『明治維新で変わらなかった日本の核心』 著:猪瀬直樹、磯田道史
図書館本。
タイトルから明治維新前後のことについて主に書かれているのかと思っていた。
その予想を良い意味で裏切り、日本の歴史の流れを様々な視点から解説する本書。
作家から東京都知事になり政治を熟知している猪瀬さんと、日本の歴史を深く知る歴史家の磯田さんの対談。
この二人だからこそ、特に日本史の政治面、経済面の決して教科書では教えない、深い内容を語っている。
学んだのは
・鎌倉から戦国時代にかけて、日本が「宗教卓越国家」から「経済卓越国家」へと変貌したこと。

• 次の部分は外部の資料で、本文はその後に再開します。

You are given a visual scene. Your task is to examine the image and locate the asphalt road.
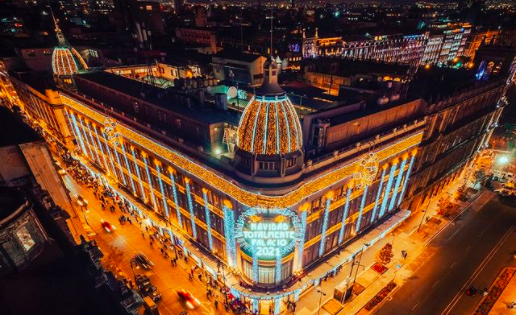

・江戸時代、将軍・大名の力と農民の権利、経済力が上昇し、その中間の武士の権限や経済力が弱まり、武士がサラリーマン化したこと。
そしてそれが現代の企業にも年功序列や副業禁止、会社への忠誠心などの面で色濃く残っていること。
・戦国時代から江戸時代初期、1500〜1700年の間に日本は経済成長を果たし、中国からの脱却に成功したこと。
・戦国時代は武力闘争と同時に政策競争でもあったこと。
特に最初の「宗教卓越国家」から「経済卓越国家」へで気づいたのは、歴史上の建築物を見れば経済力のある場所がよく分かる。
古墳時代にはその地域の王の力を示す古墳が造られた。
奈良時代に建てられた神社(東大寺)は凄く大きくて技術も凄い。その頃は今の奈良公園はお坊さんたちが住む巨大な屋敷があったらしい。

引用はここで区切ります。